A new year brings new resolutions—commitments to achieve certain goals or make specific improvements. While it’s certainly a good time for pledging to lose those few extra pounds, it’s also a great time to make resolutions for improving your business continuity communications. Maybe your mass notification program could use an improved diet and more exercise in 2016?
A successful notification program starts with “feeding” the service with the right data. Accurate, up-to-date contact information is essential for effective enterprise alerting. Consider these tips for improving your notification system’s data diet:
Integrate your notification service with your human resources database. A company’s HR database often contains the most current contact information for an employee. By using built-in integration capabilities, a sophisticated emergency notification service can access this data automatically, eliminating the need to manage multiple data sets.
Utilize self-update features. Your notification service may offer the ability to create a simple employee web portal for updating their contact information. Providing employees with a reminder and a link to this portal regularly throughout the year can dramatically improve data quality.
Tell employees why it’s important. With today’s privacy and work-balance issues, companies generally can’t require employees to provide personal contact information. It’s up to the company to communicate why providing this private information could be advantageous to them. Make clear policies on how personal data might be used, then share the benefits to increase worker participation.
Notification services should be exercised regularly to ensure users are comfortable managing the system and alert recipients understand proper actions to take when receiving an alert.
Heavy-weight versus light-weight.

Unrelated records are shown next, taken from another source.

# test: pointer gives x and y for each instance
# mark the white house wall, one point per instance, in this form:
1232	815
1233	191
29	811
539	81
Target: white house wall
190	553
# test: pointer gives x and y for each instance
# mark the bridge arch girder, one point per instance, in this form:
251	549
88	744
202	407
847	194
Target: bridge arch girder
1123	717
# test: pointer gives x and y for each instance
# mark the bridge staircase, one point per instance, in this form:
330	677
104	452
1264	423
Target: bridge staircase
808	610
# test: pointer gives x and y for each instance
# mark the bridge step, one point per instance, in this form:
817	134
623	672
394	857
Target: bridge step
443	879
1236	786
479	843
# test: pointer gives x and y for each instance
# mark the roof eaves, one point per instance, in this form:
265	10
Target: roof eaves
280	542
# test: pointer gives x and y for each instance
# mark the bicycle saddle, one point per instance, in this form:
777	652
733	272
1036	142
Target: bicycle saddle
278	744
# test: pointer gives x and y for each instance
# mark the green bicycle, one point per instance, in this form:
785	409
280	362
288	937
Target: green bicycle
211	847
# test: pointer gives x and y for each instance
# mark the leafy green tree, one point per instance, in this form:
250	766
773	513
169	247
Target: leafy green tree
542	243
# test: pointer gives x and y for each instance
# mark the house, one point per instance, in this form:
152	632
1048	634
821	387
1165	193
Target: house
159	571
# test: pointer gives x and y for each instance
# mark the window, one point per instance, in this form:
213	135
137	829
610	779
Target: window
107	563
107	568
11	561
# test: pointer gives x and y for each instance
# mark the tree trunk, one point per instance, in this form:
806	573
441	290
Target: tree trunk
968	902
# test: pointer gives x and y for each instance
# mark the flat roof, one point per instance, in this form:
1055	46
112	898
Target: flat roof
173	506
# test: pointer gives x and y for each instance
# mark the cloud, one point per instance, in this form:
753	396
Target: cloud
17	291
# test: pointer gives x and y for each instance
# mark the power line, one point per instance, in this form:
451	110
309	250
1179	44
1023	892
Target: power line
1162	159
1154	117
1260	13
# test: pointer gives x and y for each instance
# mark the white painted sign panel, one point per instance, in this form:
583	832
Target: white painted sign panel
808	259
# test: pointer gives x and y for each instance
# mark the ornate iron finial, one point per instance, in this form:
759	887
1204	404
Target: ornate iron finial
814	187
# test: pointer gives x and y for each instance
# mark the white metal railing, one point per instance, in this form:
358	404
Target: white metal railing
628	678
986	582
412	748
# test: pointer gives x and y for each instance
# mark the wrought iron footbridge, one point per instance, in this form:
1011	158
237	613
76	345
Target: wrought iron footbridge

Exercises should be conducted in conjunction with large-scale business continuity plan tests, but due to the infrequency of these events, managers should also develop more “light-weight” exercise plans. Small-scale notification exercises can be implemented daily and aimed at a handful of administrators (this can be automated with scheduled alerts), while large notification exercises should be conducted at least twice per year.
Audit your emergency communications program. After each exercise, be sure to analyze the results of your notification efforts. Identify and build on patterns of success, and close any gaps in communications. Communicate the results and follow-up steps to all appropriate stakeholders.
Here’s to keeping your personal New Year’s resolutions beyond Ground Hog Day. And, here’s to making a few resolutions around improving your crisis communications. Practicing a bit of discipline now could make for a better, less dramatic year ahead.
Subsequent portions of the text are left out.